Gene Heterogeneity Correction
Standard DecontX uses the raw normalized empty-droplet counts as the fixed soup profile. In practice, some genes are uniquely ambient (e.g. haemoglobin in a non-erythroid experiment) while others are equally abundant in soup and cells, making them uninformative for separating contamination from native expression.
The gene-heterogeneity module reweights the soup profile to amplify truly ambient genes and suppress ambiguous ones before the DecontX EM.
Enrichment weight​
For each gene g:
enrichment_g = log1p(soup_share_g / cell_share_g)
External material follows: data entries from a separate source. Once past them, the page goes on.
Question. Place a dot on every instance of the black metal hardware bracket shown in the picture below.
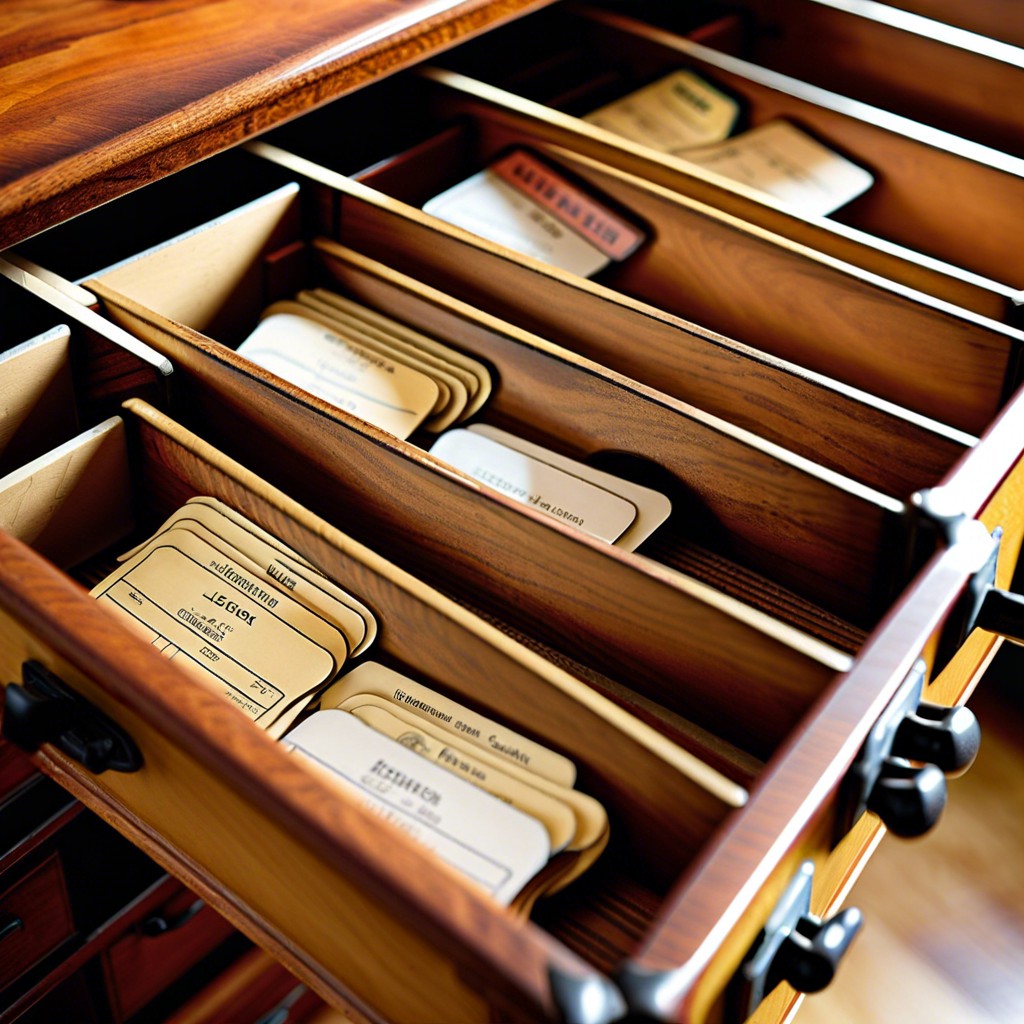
(587, 999)
(44, 710)
(794, 946)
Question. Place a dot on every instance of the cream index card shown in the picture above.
(228, 636)
(440, 749)
(473, 727)
(261, 558)
(652, 507)
(489, 842)
(369, 385)
(672, 115)
(779, 159)
(566, 499)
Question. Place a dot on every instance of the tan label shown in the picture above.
(224, 636)
(673, 115)
(468, 725)
(369, 385)
(436, 745)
clipped to [min_weight, max_weight]. Genes with high soup fraction and low cellular expression get the largest boost.
Usage​
Compute enrichment weights​
from SoupX import compute_gene_enrichment
weights = compute_gene_enrichment(
sc,
log_smooth = True,
min_weight = 0.5,
max_weight = 2.0,
)
# Returns ndarray (n_genes,)
Reweight the soup profile​
from SoupX import reweight_soup_profile
sc_weighted = reweight_soup_profile(
sc,
log_smooth = True,
min_weight = 0.5,
max_weight = 2.0,
)
# sc_weighted.soup_profile['est'] is now reweighted
Full DecontX with gene-het reweighting​
from SoupX import run_decontx_genehet
sc_out = run_decontx_genehet(
sc,
n_topics = None, # None = n_unique_clusters
n_iter = 300,
log_smooth = True,
min_weight = 0.5,
max_weight = 1.5,
)
When to use​
Gene-het correction is most beneficial when:
- The soup expression profile closely resembles the cellular expression profile
- Standard
run_decontxproduces near-zero rho for most cells (model cannot distinguish contamination from native expression) - The dataset has tissue-specific contamination (e.g. blood contamination in a non-blood tissue)
On the HGMM barnyard dataset, upg-genehet reduced spurious DE genes from 347 (baseline) down to just 8 - a 98% reduction.